Slowly but surely, residents of West Roseville are coming out of denial about a school for which they’ve been waiting to arrive for nine years. So long, that some of their children have long since grown beyond high school age. The parents who moved there with younger or unborn children still hold out hope as they hear assurances it will be built…give it more time. Still, the lot adjacent to Bob Doyle Drive with a sign that reads “Planned site of Roseville Joint Union High School,” is a symbol of a broken promise, in the words of KCRA news. Parents will finally confront current administrators tonight in a meeting – but they are already being told not to hold their breath.

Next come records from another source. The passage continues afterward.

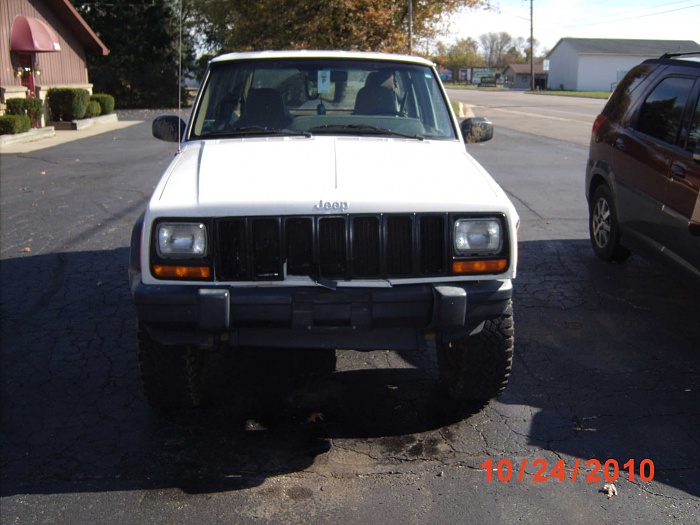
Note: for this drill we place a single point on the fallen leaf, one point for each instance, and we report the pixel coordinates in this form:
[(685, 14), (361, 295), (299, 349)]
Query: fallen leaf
[(315, 417), (610, 490)]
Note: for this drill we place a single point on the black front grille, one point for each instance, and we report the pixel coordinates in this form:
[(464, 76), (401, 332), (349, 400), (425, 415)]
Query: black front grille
[(335, 247)]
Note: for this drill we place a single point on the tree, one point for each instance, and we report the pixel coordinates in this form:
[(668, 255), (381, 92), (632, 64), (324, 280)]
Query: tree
[(141, 69), (495, 46), (377, 25), (464, 53)]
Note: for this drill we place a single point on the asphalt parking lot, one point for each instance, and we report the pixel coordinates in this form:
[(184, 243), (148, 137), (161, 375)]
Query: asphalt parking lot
[(607, 369)]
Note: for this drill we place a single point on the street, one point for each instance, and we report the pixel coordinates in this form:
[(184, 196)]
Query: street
[(606, 373)]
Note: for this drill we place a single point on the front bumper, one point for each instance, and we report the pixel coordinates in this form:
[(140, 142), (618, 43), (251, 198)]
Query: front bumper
[(316, 317)]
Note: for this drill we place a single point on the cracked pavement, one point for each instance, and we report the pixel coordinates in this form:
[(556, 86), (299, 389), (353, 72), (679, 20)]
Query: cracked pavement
[(607, 366)]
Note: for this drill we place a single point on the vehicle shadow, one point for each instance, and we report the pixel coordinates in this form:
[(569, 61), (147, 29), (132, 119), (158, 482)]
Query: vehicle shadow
[(74, 418), (608, 357), (606, 360)]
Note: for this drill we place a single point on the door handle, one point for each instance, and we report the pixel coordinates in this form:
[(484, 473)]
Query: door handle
[(677, 171)]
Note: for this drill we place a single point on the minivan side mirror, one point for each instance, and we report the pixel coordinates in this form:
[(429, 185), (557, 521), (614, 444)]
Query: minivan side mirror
[(476, 129), (168, 128)]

The other catch-22 is that the sign that taunts them represents dropping home values as a result of the empty lot, much like abandoned business buildings scare away new residents. And new residents are needed in order to start and support businesses. But in order to justify the new school the expectation was for 25,000 homes to be built – much more than the 4,000 currently there. While that’s not exactly a ghost town, it shows an economic stand-off that could unravel the town’s main threads.
This conflict is similar to news this past summer that a Utah city declared a state of emergency as it was fading into a ghost town. It demanded federal attention and relaxed standards on restricted land use. When the economy forces people to huddle back into congested cities it pulls from both home-building and the area school systems which could fail for lack of attendance (funding). (Another side effect is that a vacuum is then created allowing federal workers to foist Common Core standards by waving money if they enact them.)
Ben Dalton, Garfield County School District superintendent in Utah had summarized the problem:
We do know we do not have economic development in our communities. We need economic development. Without jobs we don’t have families, without families we don’t have students.
Are these signs just more symptoms of a disappearing middle class and a menacing presence of Agenda 21?